No lo recogió, pues creía que las cosas terrenales ya no tenían sentido para ella. Pero aún no estaba preparada para que le pusieran un asterisco al lado del nombre. De hecho, viviría todavía otros treinta años. Además, recurriría a ciertos materiales vitales del planeta, de modo tal que llegaría a ser, sin la menor duda, la experimentadora más importante en la historia de la raza humana.

11

Si Mary Hepburn hubiera estado de ánimo para escuchar a las puertas en lugar de suicidarse, habría podido poner la oreja contra el fondo del ropero y oír susurros en la habitación de al lado. No tenía idea de quiénes serían sus vecinos, pues no había ningún otro huésped cuando ella había llegado la noche anterior, y no había abandonado el cuarto desde entonces.

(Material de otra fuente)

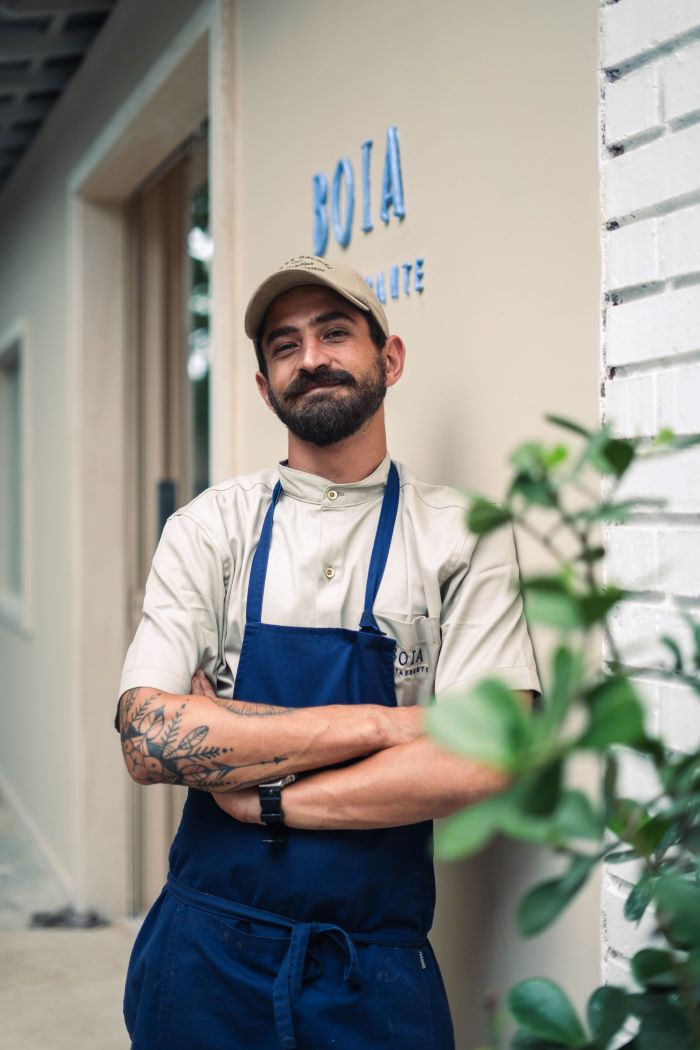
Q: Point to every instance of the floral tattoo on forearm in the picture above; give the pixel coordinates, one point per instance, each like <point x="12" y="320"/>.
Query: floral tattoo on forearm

Pero los que susurraban eran *Zenji Hiroguchi, el genio en computadoras, y su preñada esposa Hisako, la profesora de ikebana, el arte japonés del arreglo floral.

Los vecinos del otro lado eran Selena MacIntosh, la hija adolescente y ciega de *Andrew MacIntosh, y Kazakh, su perra lazarilla. Mary no había oído ladridos porque Kazakh nunca ladraba.

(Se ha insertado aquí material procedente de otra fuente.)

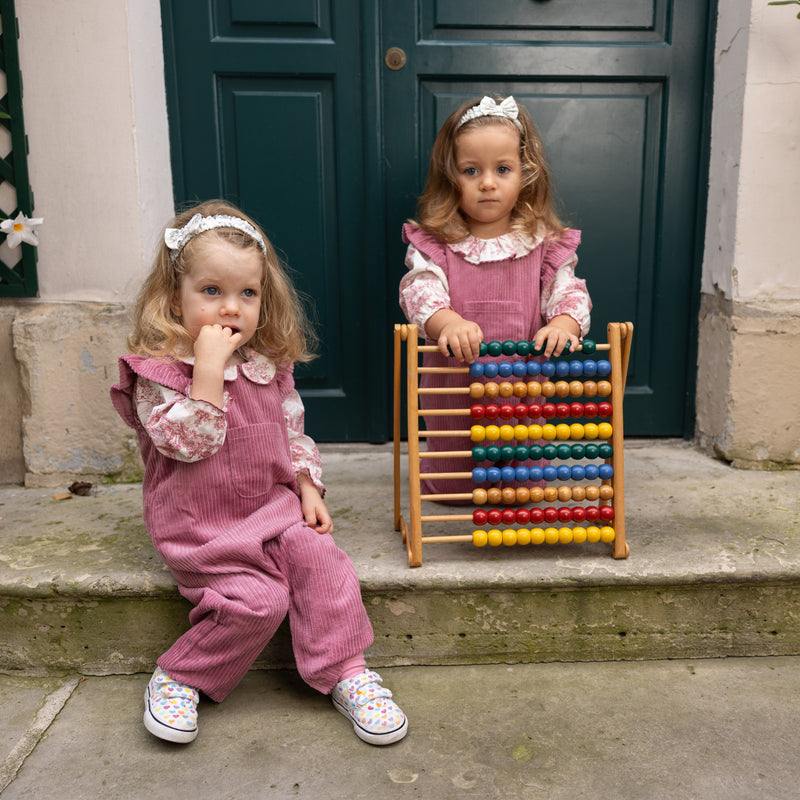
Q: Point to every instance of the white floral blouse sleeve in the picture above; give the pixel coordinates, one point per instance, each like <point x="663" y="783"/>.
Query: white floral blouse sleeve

Kazakh nunca ladraba o jugaba con otros perros o investigaba olores o ruidos interesantes o perseguía animales que habrían sido presa natural de sus antecesores, porque cuando era una cachorrita y hacia una de estas cosas los seres humanos de cerebro voluminoso se ponían furiosos y le quitaban la comida. Le hicieron saber desde un principio la clase de planeta en que estaba: las actividades caninas estaban contra la ley, todas ellas.

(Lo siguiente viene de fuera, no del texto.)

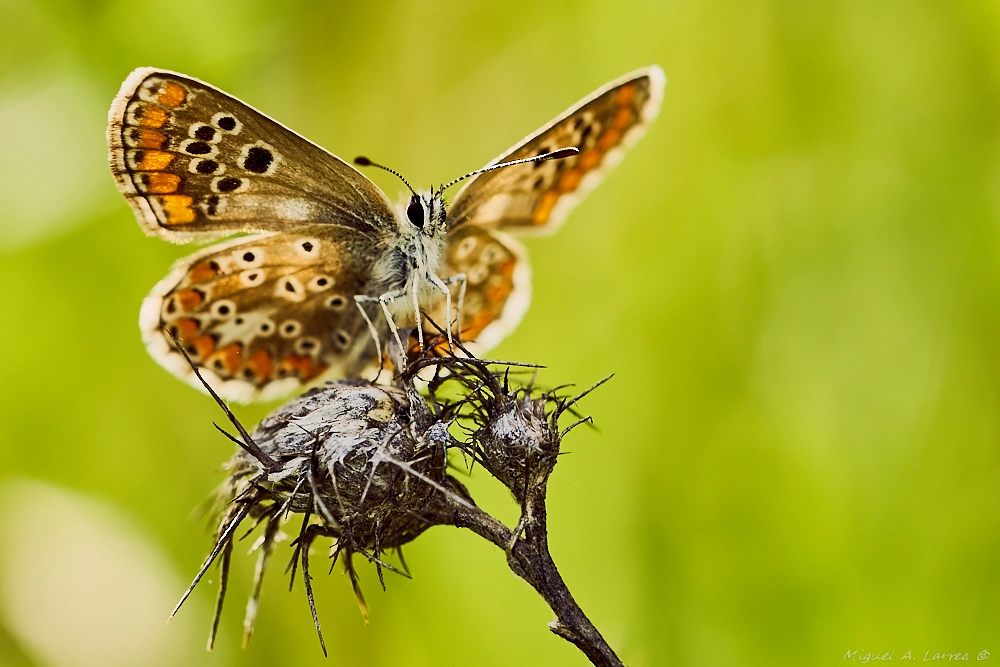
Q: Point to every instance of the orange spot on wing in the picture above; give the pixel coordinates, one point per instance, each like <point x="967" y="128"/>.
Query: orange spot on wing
<point x="544" y="208"/>
<point x="478" y="323"/>
<point x="301" y="366"/>
<point x="178" y="209"/>
<point x="570" y="180"/>
<point x="153" y="160"/>
<point x="153" y="117"/>
<point x="204" y="345"/>
<point x="260" y="363"/>
<point x="189" y="299"/>
<point x="624" y="117"/>
<point x="161" y="182"/>
<point x="151" y="139"/>
<point x="498" y="294"/>
<point x="317" y="370"/>
<point x="185" y="328"/>
<point x="507" y="268"/>
<point x="172" y="94"/>
<point x="590" y="159"/>
<point x="229" y="356"/>
<point x="609" y="138"/>
<point x="203" y="271"/>
<point x="625" y="94"/>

Le quitaron los órganos sexuales para que los impulsos instintivos no la distrajeran. Y yo estaba por decir que el reparto de mi historia quedaría pronto reducido a sólo un hombre y un montón de hembras, incluyendo un can hembra. Pero Kazakh ya no era en realidad una hembra, gracias a la cirugía. Como Mary Hepburn, había abandonado el juego evolutivo. No iba a dejarle sus genes a nadie.

Más allá de la habitación de Selena y Kazakh, con la puerta interior abierta, se encontraba la habitación del rico padre de Selena, el financiero y aventurero *Andrew MacIntosh. Era viudo. Él y la viuda Mary Hepburn podrían haberse llevado muy bien, pues ambos eran ardientes partidarios de la vida al aire libre. Pero nunca se conocerían. Como lo dije ya, *Andrew MacIntosh y *Zenji Hiroguchi habrían muerto antes de ponerse el sol.

A James Wait, entre paréntesis, lo habían instalado en una habitación de la segunda planta, tan lejos como era posible de los otros huéspedes. El voluminoso cerebro alababa que Wait tuviera un aspecto común y corriente, pero estaba equivocado. El administrador del hotel había identificado a Wait como un bribón de una u otra especie.

Este administrador del hotel, conocido como *Siegfried von Kleist, era un lúgubre miembro de edad mediana de la vieja y en general próspera comunidad alemana de Ecuador. Los dos tíos paternos de *Siegfried von Kleist vivían también en Quito y propietarios del Bahía de Darwin, además del hotel, y lo habían puesto a cargo de El Dorado por sólo dos semanas, período que concluía ahora, para que supervisase la recepción de los pasajeros del «Crucero del Siglo para el Conocimiento de la Naturaleza». Era en general ocioso, pues había heredado un considerable montón de dinero, pero sus tíos lo convencieron de que «se sobrepusiera a sí mismo, por así decir, e interviniera en esta empresa familiar».